Webinar de la AED. Autogestión emocional y psicológica de la doula




Cuando decimos que el nuestro es un acompañamiento emocional, quien no sabe de qué hablamos, enseguida comenta que claro, que esto lo puede hacer cualquiera… la pareja, la madre, una hermana o una amiga, la matrona…

Espero y deseo que, tras haber visto y escuchado este webinar, el concepto de acompañamiento emocional, pueda quedar comprendido, o al menos, más claro…

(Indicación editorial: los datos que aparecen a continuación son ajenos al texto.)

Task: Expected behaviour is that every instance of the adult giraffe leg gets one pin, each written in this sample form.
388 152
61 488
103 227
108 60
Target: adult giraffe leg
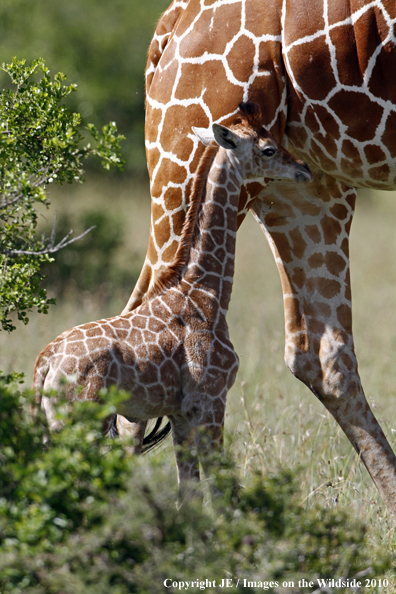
308 231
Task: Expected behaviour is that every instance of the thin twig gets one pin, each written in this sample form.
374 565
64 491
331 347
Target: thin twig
50 249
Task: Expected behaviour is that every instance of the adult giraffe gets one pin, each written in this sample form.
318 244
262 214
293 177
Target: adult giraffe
324 75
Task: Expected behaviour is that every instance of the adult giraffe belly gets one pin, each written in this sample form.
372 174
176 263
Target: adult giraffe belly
341 64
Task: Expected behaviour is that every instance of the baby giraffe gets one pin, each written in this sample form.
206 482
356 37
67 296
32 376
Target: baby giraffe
173 354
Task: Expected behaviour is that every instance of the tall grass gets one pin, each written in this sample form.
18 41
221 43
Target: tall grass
272 420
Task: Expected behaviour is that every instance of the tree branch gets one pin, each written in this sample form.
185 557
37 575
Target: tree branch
51 248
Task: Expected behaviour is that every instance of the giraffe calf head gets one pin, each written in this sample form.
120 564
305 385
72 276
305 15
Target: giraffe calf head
254 152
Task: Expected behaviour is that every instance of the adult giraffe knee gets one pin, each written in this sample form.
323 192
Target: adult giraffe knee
310 241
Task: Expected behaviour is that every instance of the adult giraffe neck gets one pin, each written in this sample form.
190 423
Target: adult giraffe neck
172 274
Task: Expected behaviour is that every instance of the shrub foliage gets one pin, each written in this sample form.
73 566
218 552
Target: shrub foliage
40 144
79 516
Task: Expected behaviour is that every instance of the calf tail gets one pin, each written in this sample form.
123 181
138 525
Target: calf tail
155 437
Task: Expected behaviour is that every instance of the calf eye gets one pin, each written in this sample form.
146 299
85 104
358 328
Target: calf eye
268 152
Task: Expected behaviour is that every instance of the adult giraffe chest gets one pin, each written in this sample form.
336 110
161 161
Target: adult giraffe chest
340 60
322 71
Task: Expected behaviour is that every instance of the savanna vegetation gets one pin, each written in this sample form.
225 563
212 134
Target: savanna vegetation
77 514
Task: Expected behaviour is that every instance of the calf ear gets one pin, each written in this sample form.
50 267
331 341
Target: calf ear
225 137
205 135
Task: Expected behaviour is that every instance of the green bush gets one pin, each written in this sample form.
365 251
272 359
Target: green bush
40 144
78 516
102 47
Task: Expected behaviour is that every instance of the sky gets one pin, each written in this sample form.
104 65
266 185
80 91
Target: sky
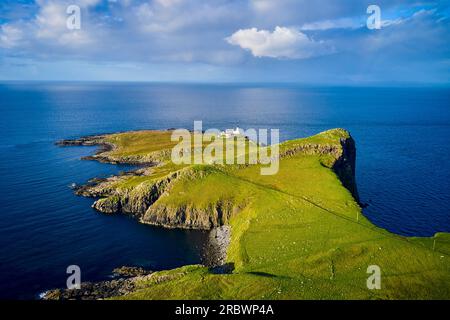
273 41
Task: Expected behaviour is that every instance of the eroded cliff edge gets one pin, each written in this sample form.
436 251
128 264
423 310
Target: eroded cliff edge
141 193
296 235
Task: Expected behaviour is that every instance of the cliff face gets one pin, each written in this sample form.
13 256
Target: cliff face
345 166
145 200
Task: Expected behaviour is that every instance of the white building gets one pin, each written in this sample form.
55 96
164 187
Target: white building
228 133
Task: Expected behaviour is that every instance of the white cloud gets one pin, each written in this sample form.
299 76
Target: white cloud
343 23
10 36
281 43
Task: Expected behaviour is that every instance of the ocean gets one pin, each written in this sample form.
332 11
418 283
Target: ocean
403 165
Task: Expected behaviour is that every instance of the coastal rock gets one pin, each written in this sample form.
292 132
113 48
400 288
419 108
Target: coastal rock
130 272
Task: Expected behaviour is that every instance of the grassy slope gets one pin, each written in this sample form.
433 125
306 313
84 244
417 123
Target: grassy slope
300 235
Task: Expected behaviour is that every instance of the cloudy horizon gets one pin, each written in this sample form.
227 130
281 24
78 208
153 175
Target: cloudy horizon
323 42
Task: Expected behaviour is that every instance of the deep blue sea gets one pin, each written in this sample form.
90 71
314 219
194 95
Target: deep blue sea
403 165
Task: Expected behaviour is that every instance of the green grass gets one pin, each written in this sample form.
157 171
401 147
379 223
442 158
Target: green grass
298 235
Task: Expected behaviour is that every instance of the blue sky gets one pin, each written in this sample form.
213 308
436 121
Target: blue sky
302 41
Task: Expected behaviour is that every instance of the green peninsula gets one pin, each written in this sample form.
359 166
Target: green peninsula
299 234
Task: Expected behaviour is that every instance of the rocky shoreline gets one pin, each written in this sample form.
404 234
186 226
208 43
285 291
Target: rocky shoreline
139 202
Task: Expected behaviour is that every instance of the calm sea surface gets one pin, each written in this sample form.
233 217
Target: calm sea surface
403 165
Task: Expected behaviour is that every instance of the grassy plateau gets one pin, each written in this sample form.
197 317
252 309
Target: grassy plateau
298 234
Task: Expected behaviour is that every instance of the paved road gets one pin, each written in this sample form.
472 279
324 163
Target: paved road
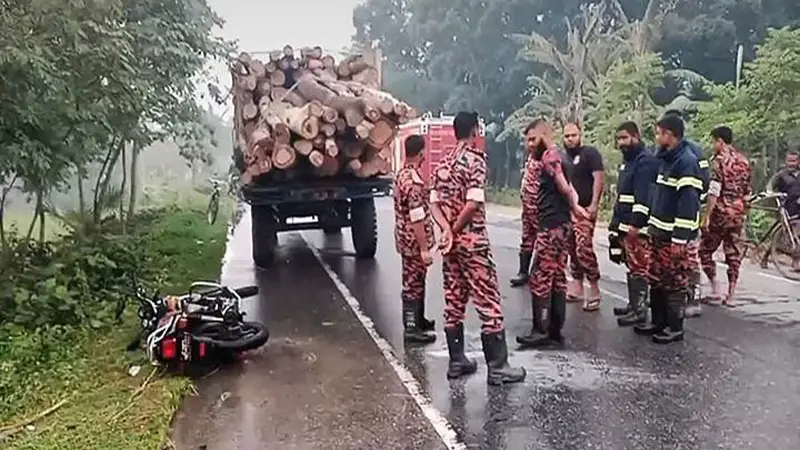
335 375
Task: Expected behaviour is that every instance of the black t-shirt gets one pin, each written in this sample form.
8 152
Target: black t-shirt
554 207
585 161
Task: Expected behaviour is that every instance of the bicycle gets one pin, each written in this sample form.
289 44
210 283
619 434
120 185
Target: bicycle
213 203
780 241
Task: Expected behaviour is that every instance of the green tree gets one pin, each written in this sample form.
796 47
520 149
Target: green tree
622 94
765 111
88 84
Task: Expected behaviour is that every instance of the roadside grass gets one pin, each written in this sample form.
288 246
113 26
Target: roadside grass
504 196
103 406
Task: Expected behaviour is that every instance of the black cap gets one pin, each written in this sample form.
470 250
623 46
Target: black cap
673 124
464 123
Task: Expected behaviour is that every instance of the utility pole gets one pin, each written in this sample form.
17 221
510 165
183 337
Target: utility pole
739 62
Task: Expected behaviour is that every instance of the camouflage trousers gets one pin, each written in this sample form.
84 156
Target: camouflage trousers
414 273
548 273
583 260
731 240
529 223
637 256
471 274
672 267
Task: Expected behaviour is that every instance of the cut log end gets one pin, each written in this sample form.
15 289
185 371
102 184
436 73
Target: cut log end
328 129
316 158
303 147
283 157
249 111
331 149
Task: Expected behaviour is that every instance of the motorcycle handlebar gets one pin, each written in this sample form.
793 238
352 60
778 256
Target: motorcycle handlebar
246 291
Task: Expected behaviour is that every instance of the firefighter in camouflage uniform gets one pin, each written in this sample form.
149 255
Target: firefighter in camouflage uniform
672 226
628 240
458 201
557 202
414 240
528 191
727 205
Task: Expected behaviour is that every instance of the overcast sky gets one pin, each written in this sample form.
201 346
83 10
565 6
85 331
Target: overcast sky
263 25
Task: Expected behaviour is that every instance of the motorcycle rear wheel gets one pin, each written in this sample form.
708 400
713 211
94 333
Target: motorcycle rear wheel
239 337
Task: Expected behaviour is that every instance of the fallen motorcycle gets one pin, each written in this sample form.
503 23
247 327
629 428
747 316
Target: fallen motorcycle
206 322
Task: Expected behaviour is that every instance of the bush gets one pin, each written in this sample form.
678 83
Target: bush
73 281
54 351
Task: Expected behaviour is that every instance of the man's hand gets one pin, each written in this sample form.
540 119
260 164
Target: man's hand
547 137
580 212
592 210
426 257
632 235
446 241
678 251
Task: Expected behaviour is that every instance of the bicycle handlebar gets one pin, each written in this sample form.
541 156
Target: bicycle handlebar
767 195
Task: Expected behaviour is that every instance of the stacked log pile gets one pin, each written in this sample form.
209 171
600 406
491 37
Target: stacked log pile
310 116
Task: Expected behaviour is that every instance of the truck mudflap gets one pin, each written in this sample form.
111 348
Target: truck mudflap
317 191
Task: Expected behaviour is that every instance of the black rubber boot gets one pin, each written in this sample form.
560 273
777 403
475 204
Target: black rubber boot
538 329
524 269
624 310
673 332
693 306
459 364
637 292
412 333
557 317
495 350
423 323
658 311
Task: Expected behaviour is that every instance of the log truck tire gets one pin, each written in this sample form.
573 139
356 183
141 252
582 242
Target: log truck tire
331 231
364 227
265 236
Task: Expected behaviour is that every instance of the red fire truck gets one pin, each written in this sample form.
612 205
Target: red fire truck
439 137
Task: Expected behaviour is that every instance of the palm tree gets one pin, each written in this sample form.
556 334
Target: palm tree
642 36
560 93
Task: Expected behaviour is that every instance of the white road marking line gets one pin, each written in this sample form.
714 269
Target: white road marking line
600 244
437 420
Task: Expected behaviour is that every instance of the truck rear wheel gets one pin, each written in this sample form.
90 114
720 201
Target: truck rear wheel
265 235
331 231
364 227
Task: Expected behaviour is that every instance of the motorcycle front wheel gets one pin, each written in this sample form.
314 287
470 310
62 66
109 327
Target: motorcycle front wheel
239 337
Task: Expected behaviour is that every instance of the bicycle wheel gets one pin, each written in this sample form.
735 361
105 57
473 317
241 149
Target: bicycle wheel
213 209
782 251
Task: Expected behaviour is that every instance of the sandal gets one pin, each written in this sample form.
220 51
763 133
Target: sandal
591 305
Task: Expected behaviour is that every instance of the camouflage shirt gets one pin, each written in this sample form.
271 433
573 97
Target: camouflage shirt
461 178
411 206
731 183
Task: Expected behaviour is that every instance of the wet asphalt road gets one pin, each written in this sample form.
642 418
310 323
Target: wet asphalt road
323 383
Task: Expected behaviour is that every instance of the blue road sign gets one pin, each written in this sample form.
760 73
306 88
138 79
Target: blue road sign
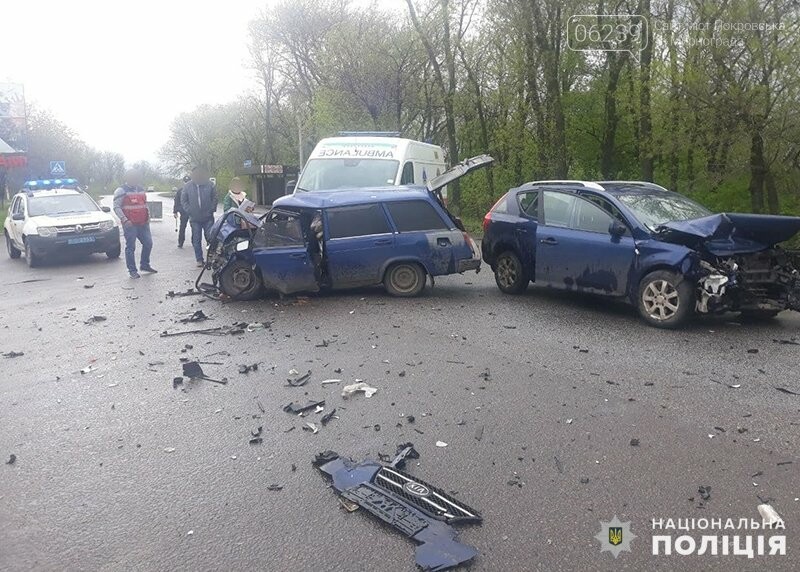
58 168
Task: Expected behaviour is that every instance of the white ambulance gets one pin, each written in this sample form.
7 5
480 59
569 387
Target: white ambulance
357 160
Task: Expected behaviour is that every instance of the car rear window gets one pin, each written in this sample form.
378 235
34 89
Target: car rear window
361 220
410 216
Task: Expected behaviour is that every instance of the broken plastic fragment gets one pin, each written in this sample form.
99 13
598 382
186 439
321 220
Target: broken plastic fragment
349 390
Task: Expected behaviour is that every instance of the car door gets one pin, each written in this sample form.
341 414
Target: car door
281 253
576 250
358 240
17 208
422 234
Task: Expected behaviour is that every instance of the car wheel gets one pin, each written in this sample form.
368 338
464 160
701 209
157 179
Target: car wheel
405 279
114 252
13 251
665 299
509 273
240 281
30 257
757 315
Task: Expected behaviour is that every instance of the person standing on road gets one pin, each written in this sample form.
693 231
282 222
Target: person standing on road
199 200
179 212
130 206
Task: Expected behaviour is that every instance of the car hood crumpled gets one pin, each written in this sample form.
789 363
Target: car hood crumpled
727 234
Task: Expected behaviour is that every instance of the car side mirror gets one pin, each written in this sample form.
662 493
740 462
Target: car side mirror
617 229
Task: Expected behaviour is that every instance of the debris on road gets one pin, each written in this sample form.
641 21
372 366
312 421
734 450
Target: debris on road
298 408
373 487
298 381
198 316
245 368
192 370
769 515
328 416
349 390
189 292
786 391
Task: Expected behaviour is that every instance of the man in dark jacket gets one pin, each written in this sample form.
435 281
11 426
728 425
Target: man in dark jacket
199 200
130 205
177 210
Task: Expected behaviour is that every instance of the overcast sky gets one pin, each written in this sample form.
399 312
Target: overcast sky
119 72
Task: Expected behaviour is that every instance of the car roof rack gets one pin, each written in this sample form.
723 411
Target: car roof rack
643 184
565 183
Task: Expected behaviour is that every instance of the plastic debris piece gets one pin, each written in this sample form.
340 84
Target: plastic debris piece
298 408
360 484
769 515
328 416
349 390
299 381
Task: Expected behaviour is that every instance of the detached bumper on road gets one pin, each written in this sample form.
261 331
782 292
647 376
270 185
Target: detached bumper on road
88 243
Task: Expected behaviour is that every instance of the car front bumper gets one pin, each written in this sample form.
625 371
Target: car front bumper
87 243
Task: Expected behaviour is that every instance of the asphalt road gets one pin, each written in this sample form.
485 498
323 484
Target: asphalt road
116 470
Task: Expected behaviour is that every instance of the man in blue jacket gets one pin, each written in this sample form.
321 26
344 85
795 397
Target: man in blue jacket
199 201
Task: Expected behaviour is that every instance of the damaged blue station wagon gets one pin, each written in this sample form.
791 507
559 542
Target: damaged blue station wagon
347 238
663 252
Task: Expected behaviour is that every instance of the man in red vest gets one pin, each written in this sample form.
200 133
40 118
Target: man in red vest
130 205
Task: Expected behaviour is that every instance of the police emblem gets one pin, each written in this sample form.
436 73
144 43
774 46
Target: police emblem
615 536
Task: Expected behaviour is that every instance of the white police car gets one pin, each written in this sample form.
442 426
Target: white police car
55 216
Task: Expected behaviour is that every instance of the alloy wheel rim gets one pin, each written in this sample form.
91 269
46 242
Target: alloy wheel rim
507 272
661 300
404 278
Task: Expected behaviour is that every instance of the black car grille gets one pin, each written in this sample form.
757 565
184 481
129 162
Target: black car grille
430 500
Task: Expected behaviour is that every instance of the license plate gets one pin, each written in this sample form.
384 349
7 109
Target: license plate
81 240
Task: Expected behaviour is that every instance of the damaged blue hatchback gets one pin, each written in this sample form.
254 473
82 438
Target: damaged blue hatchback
663 252
342 239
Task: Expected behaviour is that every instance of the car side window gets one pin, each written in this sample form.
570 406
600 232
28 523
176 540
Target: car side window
557 208
360 220
590 217
410 216
279 229
407 178
529 203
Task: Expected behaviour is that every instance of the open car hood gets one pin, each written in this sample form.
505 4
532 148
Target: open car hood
726 234
459 170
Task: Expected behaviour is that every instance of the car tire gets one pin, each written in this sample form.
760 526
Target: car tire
509 273
32 260
405 279
13 251
665 299
240 281
114 252
758 315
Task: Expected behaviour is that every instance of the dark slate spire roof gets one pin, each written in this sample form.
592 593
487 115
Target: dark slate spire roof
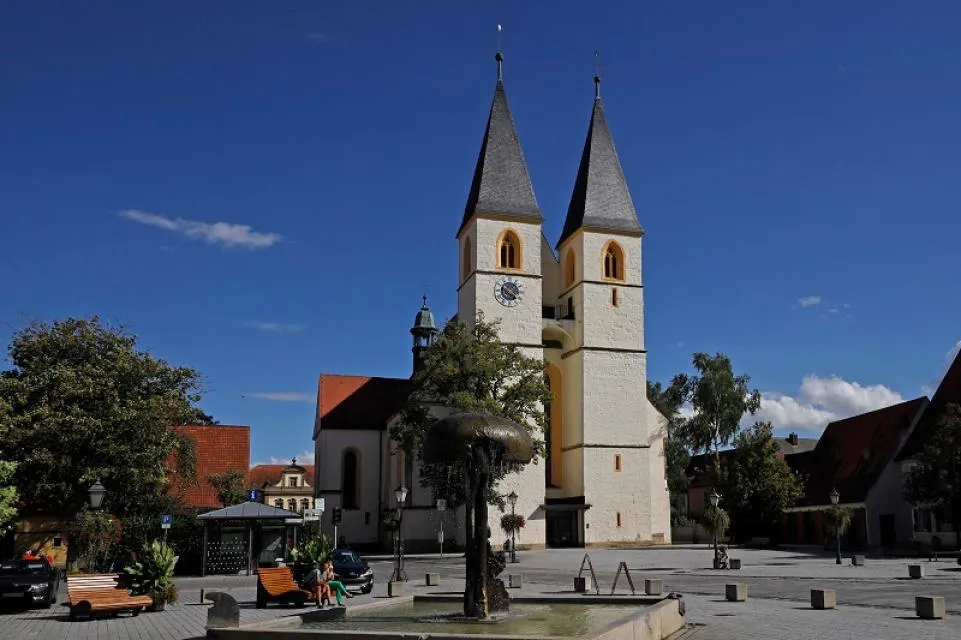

Partiendo de la definición más habitual donde decimos que una doula es la mujer con experiencia y formación que acompaña emocionalmente a otra mujer en uno o varios procesos durante su maternidad, sería lógico entender que, para acompañar en sus emociones a otra mujer, la doula debe mantener las suyas en perfecto estado de armonía.
Y para eso creemos que además de formarnos y actualizarnos, es preciso mirarnos y revisarnos, al menos,  durante el periodo que duren los acompañamientos.

Las doulas de la AED acompañamos basándonos en estudios con evidencia, no nos vale lo que dicen que dicen… por eso es importante la información, la formación, el trabajo personal y tener sentido crítico para no darlo todo por válido.

La formación es imprescindible, ya sabéis, es algo que desde la Asociación Española de Doulas repetimos a lo largo de nuestros webinares.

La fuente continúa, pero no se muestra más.